Here's a script that launchs 10 processes, each writing 100,000 lines to its STDOUT, which is inherited from the parent:

#!/usr/bin/env perl
# buffer.pl
use 5.10.0;
use strict;
use warnings FATAL => "all";
use autodie;

use Parallel::ForkManager;
my $pm = Parallel::ForkManager->new(4);

$|=1; # don't think this does anything with syswrite...

# start 10 jobs which write 100,000 lines each
for (1 .. 10 ) {
    $pm->start and next;

    for my $j (1 .. 100_000) {
        syswrite(\*STDOUT,"$j\n");
    }

    $pm->finish;
}
$pm->wait_all_children;

If I pipe to another process, all is well..

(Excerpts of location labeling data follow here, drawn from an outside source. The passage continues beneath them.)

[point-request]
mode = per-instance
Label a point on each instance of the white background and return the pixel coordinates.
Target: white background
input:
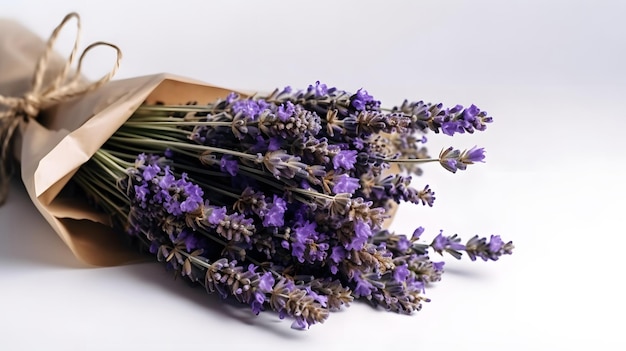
(552, 75)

$ perl buffering.pl | wc -l
1000000

But if I pipe to disk, the syswrites clobber each other.

$ perl buffering.pl > tmp.txt ; wc -l tmp.txt
457584 tmp.txt

What's more, if I open write-file handles in the child processes and write directly to tmp.txt:

#!/usr/bin/env perl
# buffering2.pl
use 5.10.0;
use strict;
use warnings FATAL => "all";
use autodie;

use Parallel::ForkManager;
my $pm = Parallel::ForkManager->new(4);

$|=1;

for (1 .. 10) {
    $pm->start and next;
    open my $fh, '>', 'tmp.txt';

    for my $j (1 .. 100_000) {
        syswrite($fh,"$j\n");
    }
    close $fh;

    $pm->finish;
}
$pm->wait_all_children;

tmp.txt has 1,000,000 lines as expected.

$ perl buffering2.pl; wc -l tmp.txt
100000 tmp.txt

So redirection via '>' to disk has some sort of buffering but redirection to a process doesn't? What's the deal?


Solution

  • When you redirect the whole perl script you get one file descriptor (created by the shell when you do > tmp.txt and inherited as stdout by perl) which is dup'd to each child. When you explicitly open in each child you get different file descriptors (not dups of the original). You should be able to replicate the shell redirection case if you hoist open my $fh, '>', 'tmp.txt' out of your loop.

    The pipe case works because you're talking to a pipe and not a file and it has no notion of offset which can be inadvertently shared in the kernel as I described above.